The axiom does NOT mean every memory gets its own blockchain transaction. That would be prohibitively expensive at scale. The Merkle tree is the mechanism that makes it practical.
During a time period (epoch), every memory's content_hash is collected as a leaf in a binary hash tree. Each pair of leaves is hashed together. Each pair of pairs is hashed together. This continues until a single root hash remains. That root — which cryptographically represents every individual memory — is stored in one blockchain transaction.
To verify any individual memory: recompute its content_hash, then walk the Merkle proof path (log₂(N) hash computations) to the root, and verify the root matches what is on-chain. Verifying one memory out of a million requires about 20 hash computations, not a million. The cost is logarithmic.
One transaction per epoch might anchor ten memories or ten thousand. The axiom is fully satisfied for each; the cost is bounded.
Status: BUILT (core package)
The base case. An agent stores memories during a session.

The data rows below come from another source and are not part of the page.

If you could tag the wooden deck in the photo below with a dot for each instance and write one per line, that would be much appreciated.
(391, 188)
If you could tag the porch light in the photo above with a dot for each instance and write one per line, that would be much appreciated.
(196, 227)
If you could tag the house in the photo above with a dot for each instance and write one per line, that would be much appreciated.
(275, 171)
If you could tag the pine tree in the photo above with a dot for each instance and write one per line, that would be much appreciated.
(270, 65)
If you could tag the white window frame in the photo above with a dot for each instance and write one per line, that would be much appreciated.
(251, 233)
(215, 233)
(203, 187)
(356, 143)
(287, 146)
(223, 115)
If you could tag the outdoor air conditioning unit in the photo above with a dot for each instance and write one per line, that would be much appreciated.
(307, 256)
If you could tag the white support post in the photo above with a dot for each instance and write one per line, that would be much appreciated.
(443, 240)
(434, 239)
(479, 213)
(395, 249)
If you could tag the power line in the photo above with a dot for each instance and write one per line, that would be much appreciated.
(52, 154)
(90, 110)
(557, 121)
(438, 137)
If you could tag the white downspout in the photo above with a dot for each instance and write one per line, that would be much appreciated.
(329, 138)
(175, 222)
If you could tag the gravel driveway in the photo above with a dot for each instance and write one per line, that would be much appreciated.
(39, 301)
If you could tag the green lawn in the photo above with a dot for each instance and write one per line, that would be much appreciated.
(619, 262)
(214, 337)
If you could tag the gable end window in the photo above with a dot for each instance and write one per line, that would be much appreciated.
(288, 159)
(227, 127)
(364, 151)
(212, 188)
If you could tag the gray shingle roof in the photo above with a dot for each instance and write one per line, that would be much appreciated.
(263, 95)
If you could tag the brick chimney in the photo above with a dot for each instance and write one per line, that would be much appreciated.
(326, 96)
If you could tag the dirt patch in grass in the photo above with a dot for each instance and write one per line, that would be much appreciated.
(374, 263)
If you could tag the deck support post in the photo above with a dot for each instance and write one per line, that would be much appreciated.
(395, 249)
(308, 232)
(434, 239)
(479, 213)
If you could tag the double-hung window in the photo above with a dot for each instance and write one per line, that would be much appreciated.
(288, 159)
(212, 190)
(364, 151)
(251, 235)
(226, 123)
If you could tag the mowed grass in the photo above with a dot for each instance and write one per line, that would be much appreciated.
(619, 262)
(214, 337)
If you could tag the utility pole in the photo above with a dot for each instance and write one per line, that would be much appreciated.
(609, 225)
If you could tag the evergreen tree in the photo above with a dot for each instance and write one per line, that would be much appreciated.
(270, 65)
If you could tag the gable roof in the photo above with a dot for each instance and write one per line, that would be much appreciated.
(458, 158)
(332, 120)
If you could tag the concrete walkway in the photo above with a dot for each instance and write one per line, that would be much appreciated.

Semantic search retrieves them. Content hashing and hash chains provide local integrity verification.
This is what most AI memory tools provide. It is necessary but not sufficient — it solves context loss within a session but not across sessions, machines, projects, or people.
Status: BUILT
The export command writes a JSONL snapshot (one memory per line, human-readable). The import command upserts into the local database. Between sessions, the memory persists in PostgreSQL. Across sessions, JSONL export via git provides version-controlled memory history.
Security provisions at this scale: Ed25519 signing (proves which machine created each memory), AES-256-GCM encrypted export (passphrase-protected for secure transport), Scrypt key derivation (resists automated guessing of passphrases). These are the building blocks for Scale 2.
Status: DESIGNED — security primitives BUILT, transport mechanism DESIGNED
A user has two machines. Work on one must be visible on the other.
The implementation: export on Machine A, commit and push to a shared repository, pull and import on Machine B. The node_id field (derived from hostname, embedded in every memory's metadata) tracks which machine originated each memory. Ed25519 signatures prove that a memory actually came from the machine it claims — not a claimed name, but a cryptographic assertion verifiable by anyone with the public key.
Encrypted export enables secure transport through untrusted channels (cloud storage, email, USB drives). The passphrase never leaves the machine; only the encrypted file travels.
This is sequential use only — one machine at a time, with explicit export/import steps. Concurrent multi-machine use requires Scale 3+ infrastructure.
Status: BUILT
Insights from one project should be discoverable from another.
The project field in metadata enables filtering. semantic_search() and list_recent() accept a project parameter. The CLI exposes --project for scoped queries. Cross-project search queries all projects simultaneously when no filter is applied. Provenance tracking records replicated_from and replicated_at on import. No architectural change was required — the memory format already supports this. The governance question (which projects should be searchable together) is configuration, not code.
Status: DESIGNED
A team shares a project. Each member has their own Open Brain instance.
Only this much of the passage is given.